Poco meno due anni fa intervistammo Liryc Dela Cruz, artista originario delle Filippine di stanza a Roma, per “Il Mio Filippino: For Those Who Care To See”: un progetto che partiva dai corpi dei lavoratori filippini nelle case come collaboratori domestici, indagando, attraverso la coreografia, temi quali l’addomesticamento corporale, i rapporti di colonizzazione, l’alienazione (fisica e non) derivante dalla ripetitività del lavoro.

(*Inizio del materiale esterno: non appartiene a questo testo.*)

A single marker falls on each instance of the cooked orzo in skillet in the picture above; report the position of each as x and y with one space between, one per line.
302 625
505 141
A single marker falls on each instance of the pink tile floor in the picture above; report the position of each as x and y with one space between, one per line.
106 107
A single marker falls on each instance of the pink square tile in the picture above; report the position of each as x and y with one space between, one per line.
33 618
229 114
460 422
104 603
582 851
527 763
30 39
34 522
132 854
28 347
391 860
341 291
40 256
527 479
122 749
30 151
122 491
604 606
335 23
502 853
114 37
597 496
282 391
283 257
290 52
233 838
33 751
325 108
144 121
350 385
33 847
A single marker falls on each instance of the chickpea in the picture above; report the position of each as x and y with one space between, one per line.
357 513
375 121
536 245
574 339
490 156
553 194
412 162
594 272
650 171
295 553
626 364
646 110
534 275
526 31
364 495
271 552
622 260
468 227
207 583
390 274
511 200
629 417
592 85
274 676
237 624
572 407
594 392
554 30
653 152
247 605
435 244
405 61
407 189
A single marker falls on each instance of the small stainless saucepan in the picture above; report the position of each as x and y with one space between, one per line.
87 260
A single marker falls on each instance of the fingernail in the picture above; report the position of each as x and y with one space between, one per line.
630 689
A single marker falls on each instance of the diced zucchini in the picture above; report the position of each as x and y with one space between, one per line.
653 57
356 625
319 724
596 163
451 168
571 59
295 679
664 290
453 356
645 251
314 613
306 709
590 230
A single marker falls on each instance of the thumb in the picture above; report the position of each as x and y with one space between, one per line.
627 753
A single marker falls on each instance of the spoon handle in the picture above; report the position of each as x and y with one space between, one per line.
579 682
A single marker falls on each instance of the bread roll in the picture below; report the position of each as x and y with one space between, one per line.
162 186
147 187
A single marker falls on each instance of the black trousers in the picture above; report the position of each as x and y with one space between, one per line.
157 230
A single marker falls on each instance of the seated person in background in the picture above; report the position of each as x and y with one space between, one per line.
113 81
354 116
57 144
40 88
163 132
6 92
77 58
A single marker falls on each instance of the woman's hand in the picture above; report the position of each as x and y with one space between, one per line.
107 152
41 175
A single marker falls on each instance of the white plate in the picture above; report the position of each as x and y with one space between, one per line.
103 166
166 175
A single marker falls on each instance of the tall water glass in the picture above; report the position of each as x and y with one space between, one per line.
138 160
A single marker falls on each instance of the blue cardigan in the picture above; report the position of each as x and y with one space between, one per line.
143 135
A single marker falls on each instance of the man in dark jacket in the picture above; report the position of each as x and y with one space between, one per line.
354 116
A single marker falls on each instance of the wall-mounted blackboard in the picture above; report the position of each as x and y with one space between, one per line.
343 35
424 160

Lungo questo solco, tracciato anche negli spazi del Mattatoio, è cresciuto un lavoro cinematografico – prodotto da pelircula e co-prodotto da Ozono, Reckless Natarjan Pictures e Il Mio Filippino Collective – che debutterà in competizione alla settantacinquesima edizione della Berlinale. „Come la notte“, questo è il titolo, racconta la storia di tre fratelli filippini, tutti lavoratori domestici in Italia, che, dopo anni di separazione, si riuniscono nella villa ereditata dalla sorella maggiore Lilia. Man mano che la notte si fa più profonda, la riunione risveglia vecchi ricordi e rancori mai espressi: cicatrici incise sui corpi e negli animi dalla dal lavoro, dallo sradicamento, dall’emigrazione, dall’eredità di secoli di oppressione coloniale. Abbiamo raccolto qui considerazioni e pensieri di Liryc su questa sua nuova opera:
„Questo film è un’esplorazione profondamente personale dell’eredità silenziosa e corrosiva che il colonialismo ha lasciato nella psiche filippina, del suo potere insidioso di fratturare non solo le nazioni, ma anche le famiglie e gli individui. La villa dove i fratelli si riuniscono è un’estensione simbolica della loro prigionia in un mondo estraneo che ha imposto la sua architettura sulle loro vite. Le distanze tra di loro non sono solo fisiche, sono gli echi di una storia non detta che li tormenta. Le cicatrici della migrazione, del servire sempre in casa altrui, rivelano un senso di appartenenza fratturato, dove la cura è contaminata dal risentimento e l’amore è inseparabile dall’amarezza.
Nel suo cuore, questo film riflette una verità più profonda e oscura: quando gli oppressi interiorizzano la violenza dei loro oppressori, il risultato può essere ancora più devastante. L’eredità più sinistra del colonialismo è come esso trasforma il dolore in potere, trasformando coloro che hanno sofferto in involontari veicoli di danno. Lo sfilacciamento dei fratelli non è semplicemente il risultato dei loro fallimenti personali, ma un sintomo di un male molto più grande e pervasivo, che trasforma la condizione di vittima in una arma. In questo senso, il film vuole essere anche un monito, un promemoria: le ferite inflitte dalla storia non scompaiono; possono mutare, rivoltandosi all’interno, avvelenando anche i nostri legami più stretti. Se non affrontiamo questo ciclo, il dolore del passato continuerà a fare nuove vittime, talvolta anche con le nostre mani.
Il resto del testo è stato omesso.